Laleli Camiini Sultan 3.Mustafa (Padişahlığı 1757-74 yılları arasıdır)
yaptırmıştır. Sultan Mustafa bu camii yaptırırken çevrede Laleli Baba
namında evliya bir zatın yaşadığını öğrendi. İçinde bu zatla görüşmek, söz ve
sohbetinden yararlanmak arzusu doğdu. Cami inşaatını denetlemeye geldiği bir gün
Laleli Baba ile görüşmek istediğini bildirdi. Laleli Baba'ya padişahın kendisini
ziyaret etmek istediği haberi ulaştırıldı, o da buyur etti. Padişah Laleli
Baba'nın sohbetinden gerçekten memnun kaldı. İçinde Laleli Baba ile daha sık
görüşme arzusu uyandı. Ayrılacağı sırada bir soru sordu:
- Efendi hazretleri, bu dünyada en güzel şey nedir acaba?
Laleli Baba cevap verdi:
- Bu dünyada en değerli şey yiyip içtikten sonra sıkıntısız biçimde def-i
hacetini yapabilmektir.
Hükümdar bu cevaptan pek hoşnut olmadı. Başından beri hikmetli konuşmalarıyla
herkesi etkileyen bir zata bu cevabı pek yakıştıramadı. Hatta bu cevabı biraz
kaba bile buldu. Bundan sonra bir şey konuşulmadı, hükümdar maiyetiyle beraber
saraya döndü. Padişahın kalben yaptığı bu itiraz Laleli Baba’ya malum oldu,
(Yakında görürüz, demek illâ yaşaman lazım) anlamında tebessüm etti.

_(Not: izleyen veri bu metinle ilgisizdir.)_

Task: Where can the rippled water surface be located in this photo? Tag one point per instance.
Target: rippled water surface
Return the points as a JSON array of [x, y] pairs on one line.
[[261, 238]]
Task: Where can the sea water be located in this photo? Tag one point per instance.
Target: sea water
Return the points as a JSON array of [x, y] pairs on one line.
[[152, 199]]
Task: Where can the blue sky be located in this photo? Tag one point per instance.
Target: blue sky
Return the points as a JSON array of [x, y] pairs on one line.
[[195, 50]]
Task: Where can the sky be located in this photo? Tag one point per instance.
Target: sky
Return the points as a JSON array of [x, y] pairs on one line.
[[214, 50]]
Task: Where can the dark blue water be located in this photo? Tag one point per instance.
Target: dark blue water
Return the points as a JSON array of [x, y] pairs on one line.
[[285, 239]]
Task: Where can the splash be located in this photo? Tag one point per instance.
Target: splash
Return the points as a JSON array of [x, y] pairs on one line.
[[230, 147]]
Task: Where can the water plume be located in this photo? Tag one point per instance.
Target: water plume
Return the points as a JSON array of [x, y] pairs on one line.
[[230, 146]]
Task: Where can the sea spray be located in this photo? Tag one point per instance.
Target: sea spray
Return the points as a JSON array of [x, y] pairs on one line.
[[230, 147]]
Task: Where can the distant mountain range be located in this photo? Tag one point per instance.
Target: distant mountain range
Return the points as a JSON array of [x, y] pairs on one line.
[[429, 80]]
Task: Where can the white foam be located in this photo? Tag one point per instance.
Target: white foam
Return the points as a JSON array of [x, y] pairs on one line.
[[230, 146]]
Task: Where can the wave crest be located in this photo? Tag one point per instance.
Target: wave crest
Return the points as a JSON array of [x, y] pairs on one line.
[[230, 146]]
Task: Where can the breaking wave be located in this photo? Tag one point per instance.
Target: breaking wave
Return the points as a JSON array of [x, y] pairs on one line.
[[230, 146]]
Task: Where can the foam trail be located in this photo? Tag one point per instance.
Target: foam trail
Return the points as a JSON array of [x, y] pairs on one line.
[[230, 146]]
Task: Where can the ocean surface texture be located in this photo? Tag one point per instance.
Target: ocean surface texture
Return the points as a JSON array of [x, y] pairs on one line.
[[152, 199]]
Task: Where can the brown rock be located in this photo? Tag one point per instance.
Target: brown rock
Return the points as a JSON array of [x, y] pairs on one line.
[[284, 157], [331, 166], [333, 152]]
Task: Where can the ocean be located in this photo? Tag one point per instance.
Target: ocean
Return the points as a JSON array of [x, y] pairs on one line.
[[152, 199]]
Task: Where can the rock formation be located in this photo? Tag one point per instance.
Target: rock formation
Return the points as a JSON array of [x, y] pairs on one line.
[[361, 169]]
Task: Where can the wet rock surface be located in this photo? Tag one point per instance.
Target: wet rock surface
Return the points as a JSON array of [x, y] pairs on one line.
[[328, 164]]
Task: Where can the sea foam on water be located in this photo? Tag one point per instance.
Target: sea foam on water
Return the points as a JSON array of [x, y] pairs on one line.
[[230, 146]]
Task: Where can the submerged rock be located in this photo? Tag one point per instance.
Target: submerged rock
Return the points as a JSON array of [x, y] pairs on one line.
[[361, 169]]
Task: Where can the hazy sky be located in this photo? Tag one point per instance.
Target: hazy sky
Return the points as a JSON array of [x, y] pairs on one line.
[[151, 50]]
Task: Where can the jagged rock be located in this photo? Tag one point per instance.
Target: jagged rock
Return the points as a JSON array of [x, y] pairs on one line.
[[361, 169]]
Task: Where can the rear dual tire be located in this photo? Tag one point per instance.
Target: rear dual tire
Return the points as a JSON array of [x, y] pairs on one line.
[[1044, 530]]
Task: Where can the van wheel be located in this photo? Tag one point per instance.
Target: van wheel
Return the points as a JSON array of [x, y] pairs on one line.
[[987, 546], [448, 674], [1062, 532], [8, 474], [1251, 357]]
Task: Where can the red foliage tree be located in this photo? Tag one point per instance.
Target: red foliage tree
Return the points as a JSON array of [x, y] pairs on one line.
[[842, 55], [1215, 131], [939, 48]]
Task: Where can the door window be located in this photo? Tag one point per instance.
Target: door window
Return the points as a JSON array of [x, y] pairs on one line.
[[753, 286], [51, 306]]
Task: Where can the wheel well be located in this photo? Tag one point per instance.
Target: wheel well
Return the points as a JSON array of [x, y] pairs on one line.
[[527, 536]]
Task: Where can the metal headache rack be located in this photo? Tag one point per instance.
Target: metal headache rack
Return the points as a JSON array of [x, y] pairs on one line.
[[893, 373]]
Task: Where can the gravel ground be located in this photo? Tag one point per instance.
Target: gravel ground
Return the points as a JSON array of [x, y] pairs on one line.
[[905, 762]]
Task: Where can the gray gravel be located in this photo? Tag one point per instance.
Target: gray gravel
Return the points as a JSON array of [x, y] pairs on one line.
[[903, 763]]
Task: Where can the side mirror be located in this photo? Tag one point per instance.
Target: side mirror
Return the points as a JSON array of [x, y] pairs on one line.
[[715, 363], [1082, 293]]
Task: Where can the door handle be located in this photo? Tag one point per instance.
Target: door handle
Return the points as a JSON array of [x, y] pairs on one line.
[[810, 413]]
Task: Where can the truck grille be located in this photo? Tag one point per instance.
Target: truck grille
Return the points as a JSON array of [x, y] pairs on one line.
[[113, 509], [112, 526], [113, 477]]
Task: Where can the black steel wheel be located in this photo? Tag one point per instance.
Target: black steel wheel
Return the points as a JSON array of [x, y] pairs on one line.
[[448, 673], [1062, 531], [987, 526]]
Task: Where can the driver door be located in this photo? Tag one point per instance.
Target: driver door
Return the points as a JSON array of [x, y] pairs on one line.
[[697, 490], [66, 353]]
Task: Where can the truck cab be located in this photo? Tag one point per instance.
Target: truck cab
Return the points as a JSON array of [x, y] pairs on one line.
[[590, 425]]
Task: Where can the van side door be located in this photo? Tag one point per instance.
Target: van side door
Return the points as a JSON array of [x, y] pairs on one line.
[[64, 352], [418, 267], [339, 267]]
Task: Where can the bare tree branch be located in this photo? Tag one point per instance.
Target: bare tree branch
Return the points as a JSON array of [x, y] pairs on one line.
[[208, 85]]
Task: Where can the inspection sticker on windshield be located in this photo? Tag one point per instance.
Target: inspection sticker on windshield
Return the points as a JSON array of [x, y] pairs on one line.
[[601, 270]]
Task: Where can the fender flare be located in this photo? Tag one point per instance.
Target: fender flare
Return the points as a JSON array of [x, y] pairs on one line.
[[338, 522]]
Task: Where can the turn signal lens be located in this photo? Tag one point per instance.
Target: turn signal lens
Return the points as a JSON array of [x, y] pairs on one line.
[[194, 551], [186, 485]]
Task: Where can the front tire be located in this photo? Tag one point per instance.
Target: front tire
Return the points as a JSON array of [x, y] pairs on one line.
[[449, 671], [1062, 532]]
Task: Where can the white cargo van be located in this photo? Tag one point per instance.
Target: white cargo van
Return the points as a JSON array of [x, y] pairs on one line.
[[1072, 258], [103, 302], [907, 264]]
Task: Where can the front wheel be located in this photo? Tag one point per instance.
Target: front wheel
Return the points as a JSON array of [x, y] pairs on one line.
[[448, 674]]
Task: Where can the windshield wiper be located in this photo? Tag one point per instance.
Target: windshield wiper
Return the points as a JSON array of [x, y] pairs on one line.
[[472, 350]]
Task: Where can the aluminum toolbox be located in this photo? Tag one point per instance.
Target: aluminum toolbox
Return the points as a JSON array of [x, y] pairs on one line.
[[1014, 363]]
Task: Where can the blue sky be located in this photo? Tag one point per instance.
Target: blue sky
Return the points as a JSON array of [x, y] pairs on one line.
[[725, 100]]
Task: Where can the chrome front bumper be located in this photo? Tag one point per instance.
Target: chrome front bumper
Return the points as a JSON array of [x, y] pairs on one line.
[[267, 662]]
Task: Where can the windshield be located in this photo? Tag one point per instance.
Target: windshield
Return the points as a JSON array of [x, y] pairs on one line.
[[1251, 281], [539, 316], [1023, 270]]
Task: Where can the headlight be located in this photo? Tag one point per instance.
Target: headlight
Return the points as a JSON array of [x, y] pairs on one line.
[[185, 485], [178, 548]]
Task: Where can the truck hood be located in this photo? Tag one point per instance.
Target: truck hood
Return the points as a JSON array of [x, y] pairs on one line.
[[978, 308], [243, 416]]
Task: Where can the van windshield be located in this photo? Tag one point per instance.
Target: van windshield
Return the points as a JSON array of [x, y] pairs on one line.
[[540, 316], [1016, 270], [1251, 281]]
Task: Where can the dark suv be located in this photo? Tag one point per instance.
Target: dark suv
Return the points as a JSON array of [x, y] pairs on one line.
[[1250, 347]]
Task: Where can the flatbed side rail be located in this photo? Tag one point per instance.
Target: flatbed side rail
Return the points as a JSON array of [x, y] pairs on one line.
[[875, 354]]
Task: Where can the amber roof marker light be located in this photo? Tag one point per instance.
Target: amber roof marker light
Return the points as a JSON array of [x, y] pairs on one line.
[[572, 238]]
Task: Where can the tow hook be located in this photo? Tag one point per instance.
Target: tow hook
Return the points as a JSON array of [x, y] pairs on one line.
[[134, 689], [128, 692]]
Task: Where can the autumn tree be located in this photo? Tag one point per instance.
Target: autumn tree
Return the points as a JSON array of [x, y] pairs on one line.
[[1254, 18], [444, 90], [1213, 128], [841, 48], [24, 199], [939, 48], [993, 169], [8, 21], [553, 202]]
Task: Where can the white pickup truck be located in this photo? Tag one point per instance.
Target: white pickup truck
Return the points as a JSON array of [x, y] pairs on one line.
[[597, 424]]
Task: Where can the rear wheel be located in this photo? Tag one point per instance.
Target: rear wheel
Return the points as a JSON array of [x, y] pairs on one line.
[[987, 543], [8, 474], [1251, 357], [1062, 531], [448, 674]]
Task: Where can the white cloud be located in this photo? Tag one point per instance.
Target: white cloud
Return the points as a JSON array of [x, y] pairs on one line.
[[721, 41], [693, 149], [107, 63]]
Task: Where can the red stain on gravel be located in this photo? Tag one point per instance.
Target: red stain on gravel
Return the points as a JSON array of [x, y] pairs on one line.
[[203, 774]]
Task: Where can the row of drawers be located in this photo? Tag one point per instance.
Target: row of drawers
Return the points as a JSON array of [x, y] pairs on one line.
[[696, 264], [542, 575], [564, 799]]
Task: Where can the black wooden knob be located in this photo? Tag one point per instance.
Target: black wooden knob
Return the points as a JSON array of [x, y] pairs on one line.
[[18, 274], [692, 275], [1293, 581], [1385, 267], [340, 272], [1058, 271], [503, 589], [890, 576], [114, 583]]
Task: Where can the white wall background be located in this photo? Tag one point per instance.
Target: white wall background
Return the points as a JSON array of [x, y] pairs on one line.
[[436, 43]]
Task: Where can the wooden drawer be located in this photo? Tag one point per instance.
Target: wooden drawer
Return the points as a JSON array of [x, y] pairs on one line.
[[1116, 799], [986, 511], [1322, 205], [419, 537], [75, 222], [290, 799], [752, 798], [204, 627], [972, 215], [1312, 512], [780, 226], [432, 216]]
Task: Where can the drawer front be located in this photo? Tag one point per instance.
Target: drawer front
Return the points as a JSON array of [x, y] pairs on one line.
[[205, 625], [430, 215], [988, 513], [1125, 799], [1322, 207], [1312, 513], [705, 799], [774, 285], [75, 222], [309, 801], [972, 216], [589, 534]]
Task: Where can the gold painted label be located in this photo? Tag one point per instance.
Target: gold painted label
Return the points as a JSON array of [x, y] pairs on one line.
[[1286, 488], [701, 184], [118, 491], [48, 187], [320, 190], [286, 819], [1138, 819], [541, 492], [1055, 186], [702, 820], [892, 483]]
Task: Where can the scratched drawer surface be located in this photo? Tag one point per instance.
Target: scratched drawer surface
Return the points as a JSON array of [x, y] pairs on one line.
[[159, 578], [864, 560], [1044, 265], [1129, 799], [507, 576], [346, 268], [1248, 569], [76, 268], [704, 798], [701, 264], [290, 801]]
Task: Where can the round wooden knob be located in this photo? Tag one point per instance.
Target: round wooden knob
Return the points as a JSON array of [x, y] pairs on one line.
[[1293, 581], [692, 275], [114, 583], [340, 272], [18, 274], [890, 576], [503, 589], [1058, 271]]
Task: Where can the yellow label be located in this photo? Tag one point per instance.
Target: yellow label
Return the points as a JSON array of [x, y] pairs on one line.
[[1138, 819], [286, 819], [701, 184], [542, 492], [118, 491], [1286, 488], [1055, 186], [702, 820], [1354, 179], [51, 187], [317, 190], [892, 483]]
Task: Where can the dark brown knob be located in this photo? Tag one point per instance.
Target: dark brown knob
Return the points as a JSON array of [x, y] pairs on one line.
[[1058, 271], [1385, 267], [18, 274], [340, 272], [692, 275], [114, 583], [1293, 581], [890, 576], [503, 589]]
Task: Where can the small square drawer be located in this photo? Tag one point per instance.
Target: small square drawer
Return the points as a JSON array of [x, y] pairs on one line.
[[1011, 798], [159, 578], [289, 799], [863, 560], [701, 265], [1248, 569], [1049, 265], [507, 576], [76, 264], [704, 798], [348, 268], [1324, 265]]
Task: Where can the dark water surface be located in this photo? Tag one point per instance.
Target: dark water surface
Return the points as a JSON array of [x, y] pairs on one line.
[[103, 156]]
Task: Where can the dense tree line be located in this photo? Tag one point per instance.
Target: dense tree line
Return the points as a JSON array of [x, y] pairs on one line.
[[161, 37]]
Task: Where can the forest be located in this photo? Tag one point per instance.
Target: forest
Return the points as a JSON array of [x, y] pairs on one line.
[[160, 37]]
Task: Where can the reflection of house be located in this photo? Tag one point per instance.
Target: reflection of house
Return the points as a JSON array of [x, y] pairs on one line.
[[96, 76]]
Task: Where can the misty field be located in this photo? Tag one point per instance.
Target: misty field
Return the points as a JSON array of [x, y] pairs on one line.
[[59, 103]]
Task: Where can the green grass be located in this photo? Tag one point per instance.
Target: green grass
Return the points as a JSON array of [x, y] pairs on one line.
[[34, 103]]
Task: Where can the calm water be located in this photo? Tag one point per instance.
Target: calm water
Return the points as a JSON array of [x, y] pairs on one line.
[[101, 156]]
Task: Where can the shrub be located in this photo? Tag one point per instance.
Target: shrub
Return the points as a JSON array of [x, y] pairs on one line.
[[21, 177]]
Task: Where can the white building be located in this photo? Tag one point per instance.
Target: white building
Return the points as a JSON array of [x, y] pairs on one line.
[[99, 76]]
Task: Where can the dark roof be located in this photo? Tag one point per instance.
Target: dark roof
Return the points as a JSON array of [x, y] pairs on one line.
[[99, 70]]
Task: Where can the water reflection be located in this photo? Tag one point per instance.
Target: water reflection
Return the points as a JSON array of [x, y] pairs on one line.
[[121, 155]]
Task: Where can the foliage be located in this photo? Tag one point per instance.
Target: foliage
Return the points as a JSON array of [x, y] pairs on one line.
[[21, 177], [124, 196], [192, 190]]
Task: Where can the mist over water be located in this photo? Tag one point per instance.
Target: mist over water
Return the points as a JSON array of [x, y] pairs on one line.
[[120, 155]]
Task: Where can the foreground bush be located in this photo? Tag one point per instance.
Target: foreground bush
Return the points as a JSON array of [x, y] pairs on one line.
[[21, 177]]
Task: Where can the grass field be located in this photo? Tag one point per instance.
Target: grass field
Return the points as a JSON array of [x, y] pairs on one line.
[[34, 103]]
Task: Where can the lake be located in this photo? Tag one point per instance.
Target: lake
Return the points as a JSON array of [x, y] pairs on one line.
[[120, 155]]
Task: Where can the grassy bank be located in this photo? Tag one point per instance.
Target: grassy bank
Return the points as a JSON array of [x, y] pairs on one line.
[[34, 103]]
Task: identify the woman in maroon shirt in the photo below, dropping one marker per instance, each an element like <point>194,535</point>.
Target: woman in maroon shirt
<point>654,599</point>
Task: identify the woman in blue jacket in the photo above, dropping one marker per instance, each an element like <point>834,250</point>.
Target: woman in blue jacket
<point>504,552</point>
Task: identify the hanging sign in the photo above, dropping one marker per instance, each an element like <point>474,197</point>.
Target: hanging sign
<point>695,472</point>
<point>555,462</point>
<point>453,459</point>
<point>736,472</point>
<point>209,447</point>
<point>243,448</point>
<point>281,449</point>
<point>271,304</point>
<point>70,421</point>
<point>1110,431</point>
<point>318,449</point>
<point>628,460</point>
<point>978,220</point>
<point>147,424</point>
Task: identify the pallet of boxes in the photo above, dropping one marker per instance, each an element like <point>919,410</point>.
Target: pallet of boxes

Ziyaretin ertesi günü padişah şiddetli bir kabızlığa yakalandı. Bir türlü
kurtulamıyordu. Sarayın bütün ilgilileri ve hekimbaşı seferber oldular, bilinen
bütün ilaçları uyguladılar, fayda etmedi. Padişah kıvranıyordu. Nihayet hatasını
anladı, bu hâlin Şeyhin sözüne itirazdan dolayı başına geldiğini anladı. Derhal
adamları ile şeyhin yanına gitti. Hata ettiğini söyleyip, kendisini affetmesini
rica etti.
Şeyh, "Karşılık olarak ne vereceksiniz?" dedi. "Senin bölgende
yaptırdığım o camii sana hibe edeceğim", "Yetmez" dedi Şeyh. Sultan
Mustafa daha bir çok şeyler ekledi, Şeyh, “Bunlar yetmez” diyordu.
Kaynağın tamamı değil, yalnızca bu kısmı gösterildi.